When working with finishing prospects, your ability to influence them into becoming customers will depend entirely on your relationship-building skills and your capacity for dealing with individual style differences.
You may have the best product or service in the finishing industry, but if you can't effectively develop a relationship and influence your prospects to do business with you, your finishing product or service is worthless. By taking the time to learn effective influence-building skills, you'll not only gain more customers, but you'll also discover the power that influencing others can have on every aspect of your life.
Build Relationships
In order for prospects to do business with you, they first must know, like and trust you. It involves getting to know your prospects personally and maintaining friendly communication on a regular basis.
Make Your Prospects Feel Important
Whenever you meet new prospects, find out as much as you can about the people and record the information, being sure to note interesting points or facts about them and how and where you met and their individual business needs. When you see and speak to your prospects again, you can easily pick up where you left off.
Your prospects will be impressed with your ability to recall small details about them and they'll want to do business with you.
Keep in Touch
Once you have established the contact, keep in touch and continue to build the relationship on a regular basis. Socialize with the people you want to influence with a followup phone call, a mailing that pertains to something your prospect needs, or a personal visit if appropriate.
This followup system lets them know exactly how you, your finishing product or your service is going to help them. Your prospects want the answer to one key question: What's in it for me?" (WIIFM?) In order to answer that question, you need to stay in touch and give them the information they need to make a buying decision.
The more contact you have with your prospects, the more they know you care and the more you can influence them to do business with you.
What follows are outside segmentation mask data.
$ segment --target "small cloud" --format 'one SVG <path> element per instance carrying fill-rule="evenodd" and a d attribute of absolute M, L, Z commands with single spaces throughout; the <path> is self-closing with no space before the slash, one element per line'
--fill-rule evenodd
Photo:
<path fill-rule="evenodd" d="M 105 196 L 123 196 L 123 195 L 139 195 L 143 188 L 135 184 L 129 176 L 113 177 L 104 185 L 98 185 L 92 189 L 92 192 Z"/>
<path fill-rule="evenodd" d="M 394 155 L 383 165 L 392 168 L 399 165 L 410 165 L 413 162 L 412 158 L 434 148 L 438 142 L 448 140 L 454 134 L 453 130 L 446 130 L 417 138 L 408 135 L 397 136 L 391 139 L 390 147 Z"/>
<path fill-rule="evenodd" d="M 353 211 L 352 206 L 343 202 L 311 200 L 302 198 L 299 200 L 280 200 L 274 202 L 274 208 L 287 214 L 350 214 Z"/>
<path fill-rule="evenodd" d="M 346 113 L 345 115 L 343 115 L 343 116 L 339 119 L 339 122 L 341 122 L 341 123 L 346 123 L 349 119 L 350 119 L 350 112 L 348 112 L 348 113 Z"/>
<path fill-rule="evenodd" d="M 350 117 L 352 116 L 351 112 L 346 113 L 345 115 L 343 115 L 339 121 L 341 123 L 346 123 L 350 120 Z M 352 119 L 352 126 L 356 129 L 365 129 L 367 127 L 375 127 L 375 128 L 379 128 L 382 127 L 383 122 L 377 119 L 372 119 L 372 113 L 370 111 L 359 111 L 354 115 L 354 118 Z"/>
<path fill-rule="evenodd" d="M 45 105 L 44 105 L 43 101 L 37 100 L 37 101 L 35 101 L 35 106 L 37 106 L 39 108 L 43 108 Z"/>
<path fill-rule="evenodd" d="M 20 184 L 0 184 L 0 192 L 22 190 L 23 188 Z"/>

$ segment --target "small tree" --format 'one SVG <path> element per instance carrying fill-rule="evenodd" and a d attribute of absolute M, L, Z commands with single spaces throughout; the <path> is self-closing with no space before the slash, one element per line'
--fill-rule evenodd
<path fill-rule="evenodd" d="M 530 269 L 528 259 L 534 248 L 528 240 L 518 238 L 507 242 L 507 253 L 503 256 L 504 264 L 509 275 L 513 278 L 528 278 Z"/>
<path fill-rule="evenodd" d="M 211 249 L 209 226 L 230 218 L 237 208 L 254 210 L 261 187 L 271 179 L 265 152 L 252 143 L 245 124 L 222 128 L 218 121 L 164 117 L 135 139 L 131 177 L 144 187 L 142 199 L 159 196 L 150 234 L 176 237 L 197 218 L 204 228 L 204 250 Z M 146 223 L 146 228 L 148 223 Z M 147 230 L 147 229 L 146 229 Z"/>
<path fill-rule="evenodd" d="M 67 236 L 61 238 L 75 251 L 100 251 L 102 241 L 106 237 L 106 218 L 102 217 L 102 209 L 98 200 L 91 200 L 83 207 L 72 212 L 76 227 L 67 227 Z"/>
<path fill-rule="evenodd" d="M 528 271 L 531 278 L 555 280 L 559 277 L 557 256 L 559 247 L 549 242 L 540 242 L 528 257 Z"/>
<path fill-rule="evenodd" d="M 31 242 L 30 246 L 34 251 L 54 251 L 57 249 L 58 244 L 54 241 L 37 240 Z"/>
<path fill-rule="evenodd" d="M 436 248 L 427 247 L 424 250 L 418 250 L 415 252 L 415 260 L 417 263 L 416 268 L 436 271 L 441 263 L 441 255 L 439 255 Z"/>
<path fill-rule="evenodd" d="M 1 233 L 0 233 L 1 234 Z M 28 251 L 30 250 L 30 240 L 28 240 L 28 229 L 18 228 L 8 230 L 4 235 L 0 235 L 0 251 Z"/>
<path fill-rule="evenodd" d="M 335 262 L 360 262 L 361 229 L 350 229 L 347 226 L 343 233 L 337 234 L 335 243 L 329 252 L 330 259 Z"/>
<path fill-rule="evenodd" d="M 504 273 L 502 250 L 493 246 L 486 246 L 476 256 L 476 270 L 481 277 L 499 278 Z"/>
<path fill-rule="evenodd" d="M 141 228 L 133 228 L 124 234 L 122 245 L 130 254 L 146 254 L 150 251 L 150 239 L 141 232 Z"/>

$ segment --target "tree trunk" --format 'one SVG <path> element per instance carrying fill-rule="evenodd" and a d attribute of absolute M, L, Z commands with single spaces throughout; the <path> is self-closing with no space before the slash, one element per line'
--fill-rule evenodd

Don't rely on your initial contact as the basis for the entire business deal and then wonder why prospects never call back. Your prospects meet with many business owners and salespeople every day.
It's up to you to build the relationship through followup and conversation and make yourself and your company stand out. When you do, you'll be influencing your prospects to do their finishing business with you.
Overcome Style Differences
We all have different learning styles, personality styles and so forth. These style differences can get in the way of effective influencing.
It can seem as though you and your prospects are speaking a different language. To increase your influencing effectiveness and convert more prospects into customers, recognize that everyone communicates differently, and then adjust to those differences accordingly.
The first step to building better relationships and overcoming style differences is to immediately create a climate that encourages open communication. You can do this by using body language that says, "I want to listen to you," smiling when you speak with your prospects, allowing your natural warmth to show through and realizing that you may need to adjust your personal style to reflect your prospect's style.
Read these style differences and practice adjusting your style to the situation and the other person in order to connect and be understood. Observe the other person carefully and encourage further communication by clarifying and confirming what you think you heard and choosing words and nonverbal behaviors that allow you to connect.
If you sense your prospect is an action-oriented person, give all the necessary information in a straightforward manner. Even if you prefer to make small talk during conversations, this prospect may not appreciate it. In order to build the relationship and influence your prospect to do business with you, you need to curb your own communication style and adjust to your prospect's style.
When you build the relationship from the other person's perspective, you'll show that you can connect with her or him and understand her or his individual needs. This technique can help build the relationship and influence your prospect to do business with you.
Benefit from the Power of Influence
Karen Lawson, speaker, author, consultant and president of Lawson Consulting Group, reinforces that building relationships and influencing your prospects to become customers takes time, practice and a willingness to try new behaviors and modify old ones. It is a labor-intensive process that many business people overlook. As a result, they lose the business deals they need to succeed.
People who implement relationship-building and style difference skills become more effective in both business and personal dealings, and will discover the power influencing others can have on their daily lives.